Rating agency Moody’s Investors Service revised its outlook on India’s banking system to “stable” from “negative” on Monday, saying an improving economy would help temper problem-loans on banks’ books.
Moody’s, however, cautioned that any recovery in asset quality would be gradual given the high debt levels in Indian companies.
Indian banks, particularly state-run banks, have been saddled with bad loans estimated at nearly $50 billion as the economy slowed sharply in the last three years.
But recent earnings reports, including from top private sector lender ICICI Bank, suggested asset quality may be stabilising.
Moody’s said it expected India’s economy to grow around around 7.5 per cent in 2015 and 2016 each, supported by low inflation and gradual implementation of structural reforms.

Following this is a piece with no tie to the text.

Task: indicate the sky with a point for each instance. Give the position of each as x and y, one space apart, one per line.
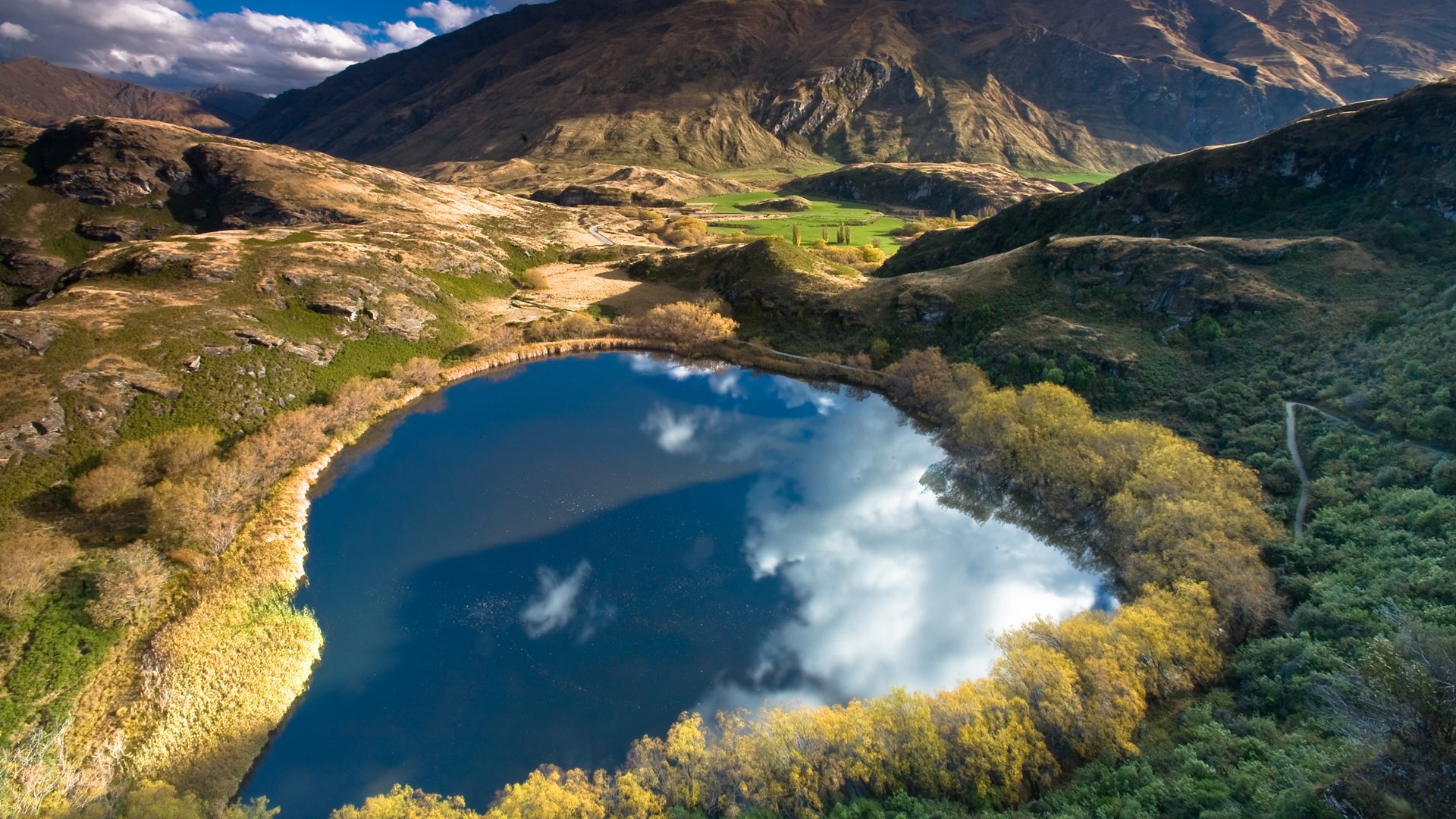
264 46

“The stable outlook on India’s banking system over the next 12-18 months reflects our expectation that the banks’ gradually improving operating environment will result in a slower pace of additions to problem loans, leading to more stable impaired loan ratios,” Moody’s said in the statement.
“However, the recovery in asset quality will be U-shaped rather than V-shaped, because corporate balance sheets remain highly leveraged.”
Moody’s also noted that capital levels remained weak for state-owned banks, with common Tier 1 ratios of only 6 to 10 per cent, though lenders retain plentiful of access to funding and liquidity.
Moody’s had downgraded India’s banking system outlook to “negative” in November 2011.
The ratings agency had upgraded India’s sovereign outlook to “positive” in April, while retaining its rating at “Baa3”.